With health-care workers protesting the delayed release of their benefits amid “unspent or misspent” billion-peso funds, health professionals have coalesced into a unified front, calling out the government for its insufficient response to the COVID-19 pandemic after more than a year.
Dr. Antonio Dans, convener of Health Professionals Alliance Against COVID-19 (HPAAC), said he and his colleagues were not trying “to pick a fight” but had to speak out after the Philippine College of Emergency Medicine (PCEM) and 60 other alliances sounded the alarm.
The government should show “moral support” by ensuring that hospital workers are fairly compensated, said Dr. Benito Atienza, president of the Philippine Medical Association.
Dr. Aileen Espina, in reading the HPAAC message to the government, said: “What we are doing now is still not enough. The data that you are getting are not aligned with what is happening in the communities and hospitals.”
Espina said health professionals had kept open communication lines with the government, “but [after] more than one year, where are the solutions we have long been pushing?”
For one, Espina said, she and her colleagues had yet to see “digitized, connected and interoperable” contact tracing.
She said the poor coordination between the One Hospital Command Center of the Department of Health (DOH) and the local governments had resulted in patients hospital-hopping and ending up dying at home or in a hospital parking lot.
“We have a huge amount of unspent or misspent money. That is why we do not understand why, until now, the hospitals are unpaid and health-care workers have yet to receive the benefits promised them,” Espina said.
She also said the overall response lacked the “political will” to strictly implement guidelines, especially in workplaces and mass transportation.
Dr. Jeremy Cordero, the PCEM vice president, said emergency rooms, as hospital “gatekeepers,” were feeling the strain with crowds of patients needing care.
“There were times we had to turn away dying patients because we had run out of beds and mechanical ventilators,” Cordero said.
Said HPAAC: “What we’ve been fearing and preventing is already happening—the health-care system can no longer respond to the COVID-19 cases.”
Dr. Maricar Limpin, president of the Philippine College of Physicians, said the group was in support of the health-care workers’ mass protests for just compensation as long as they would not be remiss in fulfilling their duty to their patients.
On the health-care workers’ call for Health Secretary Francisco Duque III to resign, Dans said it was not an issue for him and his colleagues to decide. But he added that Duque’s position in the Cabinet “is a position of trust and confidence.”
Distribution of equipment
In a separate briefing, Health Undersecretary Maria Rosario Vergeire said the DOH agreed with the health professionals that patients queueing at emergency rooms should be included in the national COVID-19 data.

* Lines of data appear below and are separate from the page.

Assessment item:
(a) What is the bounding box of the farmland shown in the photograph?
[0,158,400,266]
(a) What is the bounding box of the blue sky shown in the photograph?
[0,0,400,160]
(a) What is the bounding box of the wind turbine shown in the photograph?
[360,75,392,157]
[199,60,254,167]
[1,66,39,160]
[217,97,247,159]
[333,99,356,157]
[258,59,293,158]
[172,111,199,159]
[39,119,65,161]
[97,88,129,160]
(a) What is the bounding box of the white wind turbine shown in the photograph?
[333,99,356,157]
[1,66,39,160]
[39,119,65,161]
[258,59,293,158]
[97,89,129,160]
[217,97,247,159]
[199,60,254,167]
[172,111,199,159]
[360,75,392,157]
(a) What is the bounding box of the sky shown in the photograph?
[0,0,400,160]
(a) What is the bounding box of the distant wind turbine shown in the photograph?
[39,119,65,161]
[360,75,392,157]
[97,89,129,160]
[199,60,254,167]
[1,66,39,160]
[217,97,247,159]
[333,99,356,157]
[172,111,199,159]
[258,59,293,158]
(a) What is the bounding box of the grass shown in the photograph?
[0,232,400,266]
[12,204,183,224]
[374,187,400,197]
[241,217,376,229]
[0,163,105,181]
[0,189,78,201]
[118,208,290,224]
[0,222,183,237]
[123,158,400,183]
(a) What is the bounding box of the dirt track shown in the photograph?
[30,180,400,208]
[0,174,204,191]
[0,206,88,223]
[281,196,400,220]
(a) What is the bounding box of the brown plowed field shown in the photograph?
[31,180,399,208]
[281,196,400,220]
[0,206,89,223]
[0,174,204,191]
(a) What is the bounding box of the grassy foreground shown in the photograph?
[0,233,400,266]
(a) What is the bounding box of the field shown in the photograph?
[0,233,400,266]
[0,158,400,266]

“It’s one of the flags supposedly for the government … to see that the hospitals are getting full,” she said.
Vergeire said that this week, the DOH had begun distributing additional hospital equipment, mechanical ventilators, nasal cannula and oxygen concentrators to hospitals.
She said the DOH was also providing additional tents and strengthening the network between hospitals for patient referrals.
Second highest count
On Friday, the Philippines recorded 20,310 new COVID-19 cases and 193 deaths. A total of 7,710 COVID patients recovered.
The number of new cases was the second highest count since the start of the pandemic in March last year, the DOH said.
It also said that out of 67,759 tests conducted, 27.4 percent tested positive—a rate way up the 5-percent threshold that indicates a sustained transmission.
Vergeire said the number of COVID-19 infections was expected to rise further due to active case finding by the government and the increased testing rate.
The Philippines now has 158,994 active cases, of whom 90.5 percent have recovered and 1.66 percent have died.
Based on the government projection, the DOH said, the number of daily cases in the National Capital Region alone could hit 17,000 to 43,000 by Sept. 30.
But this projection “is not cast in stone” as numbers may change should the local governments impose granular lockdowns, enhance case tracking and ramp up vaccination, the DOH said.